Sebab, jabat tangan bukanlah hanya sekadar berpatuknya dua telapak tangan masing-masing yang bersangkutan. Akan tetapi lebih dari itu, makna yang tersurat maupun tersirat adalah ungkapan kedua hati untuk berkomitmen dalam getaran denyut nadi kehidupan, sehingga maknanya setelah satu dan lainnya saling jabat tangan, hal itu menjadi akat sebuah kesepakatan untuk tidak lagi kembali mengulang kesalahan.
Karena itu, jabatan tangan selalu diikuti dengan ungkapan mohon maaf lahir dan batin, ya batinnya ya lahirnya secara jujur untuk saling bersedia memberi dan menerima permintaan maaf tersebut.
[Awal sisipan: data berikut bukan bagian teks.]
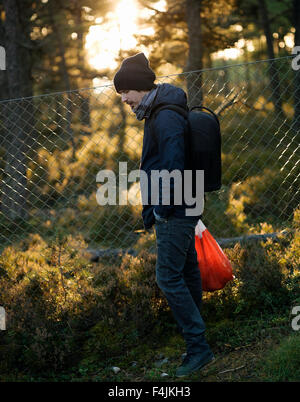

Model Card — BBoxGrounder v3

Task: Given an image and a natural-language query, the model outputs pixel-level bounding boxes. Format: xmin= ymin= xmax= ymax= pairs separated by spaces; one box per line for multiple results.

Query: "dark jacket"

Karena ini konon adalah zaman ”now” cukup dengan sekedar tulisan maupun gambar hasil kopas dari orang lain, sudah dianggap seperti mewakili ungkapan permintaan maaf tersebut.
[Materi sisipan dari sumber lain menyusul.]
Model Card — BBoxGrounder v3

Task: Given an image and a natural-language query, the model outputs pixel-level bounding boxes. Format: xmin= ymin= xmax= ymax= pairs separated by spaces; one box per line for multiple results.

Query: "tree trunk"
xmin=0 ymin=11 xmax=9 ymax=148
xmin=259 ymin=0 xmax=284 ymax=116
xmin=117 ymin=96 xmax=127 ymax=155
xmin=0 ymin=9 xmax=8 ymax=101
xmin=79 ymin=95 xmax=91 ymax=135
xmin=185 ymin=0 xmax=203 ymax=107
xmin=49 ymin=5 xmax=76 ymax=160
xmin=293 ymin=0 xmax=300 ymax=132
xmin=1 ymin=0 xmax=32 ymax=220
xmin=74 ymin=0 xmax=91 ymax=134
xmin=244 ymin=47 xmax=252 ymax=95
Hanya karena kecanggihan teknologi komunikasi, untuk memohon dan memberi maaf di hari yang fitri ini sudah hilang tergadai, karena ungkapan yang seharusnya diwarnai dengan roh ketulusan dan kejujuran, ternyata dianggap cukup sekadar diwakili sebuah tulisan entah hasil kopas dari mana. Akhirnya setelah tulisan kalimat tersebut tersampaikan, kita mudah melupakan sehingga tanpa sadar kita pun kembali mengulang kesalahan.
Berdasarkan hal tersebut, maka ada ungkapan kaum bijak bahwa wujud kesempurnaan seorang manusia itu terletak pada kesalahannya. Akan tetapi tanpa pernah disadari, bahwa manusia yang selalu mengulang-ulang kesalahan, tanpa pernah berupaya untuk memperbaikinya, lahirlah sebuah penyikapan dan pola pikir bahwa untuk minta maaf, cukuplah sekadar diwakili oleh kata-kata atau tulisan kalimat, entah hasil kopi paste dari mana.